If you have credit problems, high debt-to-income ratios or any other red flags lenders are looking for; you may struggle to qualify for a loan. You can borrow up to $15,000 for unsecured bad credit personal loans or up to $25,000 if you use home equity as collateral to back up your loan. For example, for a $10,000 loan with a three-year payback term, a 7.99 percent interest rate, a $350 origination fee, and an 11.51 percent APR, borrowers would get $9,650 when they finance the loan by paying $313.32 in 36 monthly payments.

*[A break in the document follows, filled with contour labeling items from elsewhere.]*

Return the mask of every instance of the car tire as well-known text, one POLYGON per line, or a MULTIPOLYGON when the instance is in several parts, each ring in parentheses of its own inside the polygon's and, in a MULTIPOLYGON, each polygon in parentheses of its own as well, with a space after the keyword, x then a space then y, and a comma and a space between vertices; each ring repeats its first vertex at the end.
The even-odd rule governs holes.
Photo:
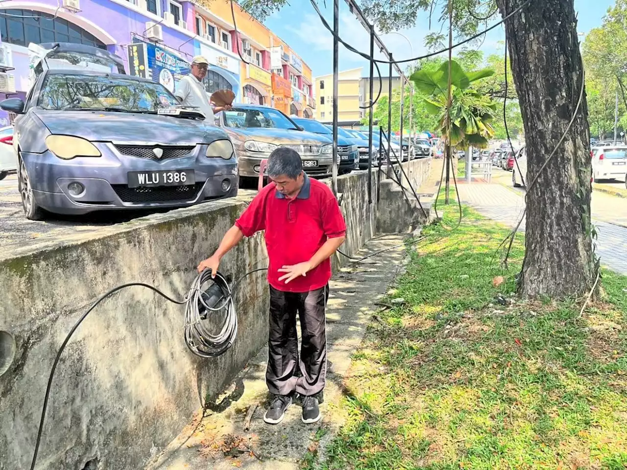
POLYGON ((35 201, 28 172, 21 158, 18 159, 18 190, 22 200, 24 215, 26 218, 31 221, 43 220, 45 217, 46 213, 35 201))

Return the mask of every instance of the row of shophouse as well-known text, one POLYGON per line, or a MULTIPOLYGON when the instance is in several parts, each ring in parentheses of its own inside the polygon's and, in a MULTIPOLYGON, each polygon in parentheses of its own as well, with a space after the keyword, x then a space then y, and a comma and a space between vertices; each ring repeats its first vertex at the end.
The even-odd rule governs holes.
MULTIPOLYGON (((0 98, 25 97, 30 43, 70 42, 113 53, 128 73, 171 91, 203 55, 209 94, 226 88, 237 102, 314 114, 311 70, 236 3, 232 12, 229 0, 3 0, 0 31, 0 98)), ((0 125, 8 119, 0 116, 0 125)))

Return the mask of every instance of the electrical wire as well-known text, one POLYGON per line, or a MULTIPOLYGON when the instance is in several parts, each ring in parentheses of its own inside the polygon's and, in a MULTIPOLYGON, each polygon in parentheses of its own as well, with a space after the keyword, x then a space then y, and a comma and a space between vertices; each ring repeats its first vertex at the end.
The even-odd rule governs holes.
POLYGON ((231 14, 233 18, 233 29, 235 30, 235 44, 237 46, 238 55, 240 56, 240 58, 241 59, 242 62, 246 65, 250 65, 250 62, 245 59, 240 51, 240 32, 237 30, 237 24, 235 23, 235 9, 233 8, 233 0, 231 0, 231 14))
MULTIPOLYGON (((514 11, 512 11, 509 14, 508 14, 506 16, 503 17, 503 19, 501 19, 498 23, 495 23, 495 24, 493 24, 490 28, 487 28, 485 29, 483 29, 483 31, 480 31, 480 32, 479 32, 479 33, 477 33, 475 34, 473 34, 473 36, 470 36, 470 38, 468 38, 467 39, 464 39, 463 41, 460 41, 459 43, 457 43, 456 44, 453 44, 453 45, 450 46, 448 48, 446 48, 445 49, 442 49, 441 50, 436 51, 435 52, 432 52, 432 53, 430 53, 429 54, 426 54, 425 55, 423 55, 423 56, 419 56, 418 57, 414 57, 414 58, 411 58, 411 59, 403 59, 403 60, 392 60, 392 61, 383 60, 381 60, 381 59, 375 59, 374 57, 371 57, 371 56, 368 55, 368 54, 367 54, 367 53, 366 53, 364 52, 362 52, 362 51, 361 51, 359 50, 357 50, 354 47, 353 47, 352 46, 351 46, 350 44, 348 44, 347 43, 346 43, 344 39, 342 39, 342 38, 340 37, 340 36, 339 34, 337 35, 337 38, 338 41, 340 42, 342 45, 344 45, 344 47, 345 47, 347 49, 348 49, 351 52, 354 53, 355 54, 357 54, 358 55, 361 56, 362 57, 363 57, 364 59, 366 59, 367 60, 372 60, 372 61, 374 61, 374 62, 379 62, 379 63, 382 63, 382 64, 396 64, 396 65, 401 64, 401 63, 408 63, 408 62, 414 62, 414 61, 418 61, 418 60, 421 60, 423 59, 428 59, 428 58, 429 58, 430 57, 433 57, 435 56, 439 55, 442 54, 442 53, 443 53, 445 52, 448 52, 450 49, 455 49, 455 48, 459 47, 460 46, 462 46, 462 45, 463 45, 463 44, 466 44, 467 43, 470 42, 471 41, 474 41, 475 39, 476 39, 477 38, 478 38, 479 36, 482 36, 482 34, 485 34, 486 33, 488 33, 488 31, 492 31, 492 29, 495 29, 495 28, 497 28, 497 27, 500 26, 501 24, 502 24, 503 23, 504 23, 505 21, 507 21, 510 18, 512 18, 512 16, 514 16, 515 14, 516 14, 519 12, 521 11, 525 7, 526 7, 528 4, 529 4, 532 2, 532 0, 526 0, 524 3, 522 3, 516 9, 515 9, 514 11)), ((312 4, 312 6, 314 7, 314 9, 315 10, 316 13, 318 14, 318 16, 320 17, 320 19, 322 22, 322 24, 324 26, 324 27, 325 28, 327 28, 327 29, 328 29, 331 33, 331 34, 333 35, 334 37, 336 37, 336 34, 335 34, 334 31, 333 31, 333 28, 331 28, 329 26, 329 23, 327 22, 327 20, 325 19, 324 16, 322 15, 322 12, 320 12, 320 8, 318 8, 318 5, 315 3, 315 0, 310 0, 310 3, 312 4)))

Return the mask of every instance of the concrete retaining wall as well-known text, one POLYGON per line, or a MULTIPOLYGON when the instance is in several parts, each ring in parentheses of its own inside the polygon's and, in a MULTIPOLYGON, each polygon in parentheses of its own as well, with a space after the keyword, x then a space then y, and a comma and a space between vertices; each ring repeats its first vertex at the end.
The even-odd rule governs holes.
MULTIPOLYGON (((430 163, 404 164, 414 187, 430 163)), ((348 227, 342 251, 352 254, 372 237, 377 214, 388 217, 404 197, 382 189, 371 214, 365 172, 341 177, 338 186, 348 227)), ((50 367, 81 313, 107 290, 132 281, 182 298, 198 263, 215 249, 246 200, 154 214, 95 236, 73 236, 49 249, 0 254, 0 332, 15 340, 11 361, 10 337, 0 334, 0 373, 3 363, 8 368, 0 375, 0 470, 29 467, 50 367)), ((258 234, 227 255, 221 271, 238 278, 266 266, 266 256, 258 234)), ((97 307, 59 363, 37 467, 82 470, 91 461, 95 466, 88 468, 142 468, 265 343, 265 273, 253 274, 236 299, 237 340, 212 360, 187 350, 183 308, 147 289, 126 289, 97 307)))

Benefits Of A Long-Term Loan
Assuming all payments are made on time, and all terms and conditions of the loan contract are fully observed, as well as any discount programs included in the APR/interest rate over the lifetime of a $10,000 loan, the borrower would pay $11,279.43. You can calculate your loan total by multiplying your payments by the number of payments over your terms. For example, the total interest cost for a 60-month loan is over eight times that of 12 months.
You can be allowed to make additional payments or repay your loan before the term ends without a penalty. With this loan, your goals are the same as the last, to make all of your payments on time and to build up your credit score so that eventually, you will get approved for that long-term loan you have been wanting. Once you have improved your credit with your bridge loan, you may want to refinance with a B-lender.
Alternatives to Long-Term Loans in Canada
Those who cannot afford a lump sum to purchase a car or any other transportation type choose this loan. However, you might have to pay to activate and use the card if you decide to get the loan with a prepaid card. You can also consider getting a secured loan (which requires collateral) for better terms. Another option is borrowing money from a friend or family member since those individuals would not be able to run a credit check while giving you a loan, and they might not care about your credit score. To determine the best no-credit-check loans, WalletHub editors reviewed offers from some of the largest lenders on the market. By taking the time to research loans that best suit your situation, you may even be able to save hundreds (sometimes thousands) in interest and fees over the life of the loan.
The more creditworthy applicants might be eligible for lower rates, whereas longer-term loans may carry higher rates. Therefore, actual rates may differ from those advertised and shown depending on lenders’ eligibility criteria, including credit score, loan amount, length of the loan, credit utilization, and history. In addition, they will vary depending upon the loan purpose.
LendDirect is one of the niche lenders offering unsecured personal loan products, in which borrowers may borrow up to $15,000 over time on unlimited, no-fee payday loans. Personal loans are available through mainstream lenders like banks and credit unions and alternative lenders like payday lenders, title loan companies, private lenders, and pawn shops.